Hy everyone,
Where looking into using Apache Druid to solve our current use case.
We have no experience with druid (yet)
We have ship location data being pushed on a kafka.
Each ships sends trough its location once a minute or maybe less. There is data for hundres to few thousend of ships being pushed.
Our use case is to visualize the ships an a map and make it possible for the users to go back in time an look at the map from months to hours ago.
The data in Apache druid looks like this.
{ “id”: “3001”,
“timestamp”: “2021-05-11T12:12:45.473Z”,
“assetType”: “SHIP_LOCATION”,
“longitude”: 1000,
“latitude”: 1000,
“metaData”: “some meta data”}
each ship has a unique ID and a location.
so we would like to retrieve the data within a bound and get the latest possible data for a given timestamp (we’ll start with ‘NOW’/near realtime )
we got a SQL version working, but think there should be a better way (native query?) to solve this.

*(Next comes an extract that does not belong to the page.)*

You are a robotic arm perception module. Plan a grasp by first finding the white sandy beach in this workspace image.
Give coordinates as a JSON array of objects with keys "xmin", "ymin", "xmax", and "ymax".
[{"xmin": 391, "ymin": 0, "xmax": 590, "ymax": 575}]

SELECT * FROM SHIP_LOCATION tbl
Inner join (
SELECT max(__time) t , id
FROM SHIP_LOCATION
where latitude BETWEEN 500 AND 1500
and longitude BETWEEN 500 AND 3000
GROUP BY id
) sub
on tbl.__time = sub.t
and tbl.id = sub.id
I could not find any examples that cover this kind of query.
Any pointers on how we can solve this in a performant way with a native query are greatly appriciated.
Thanks in advance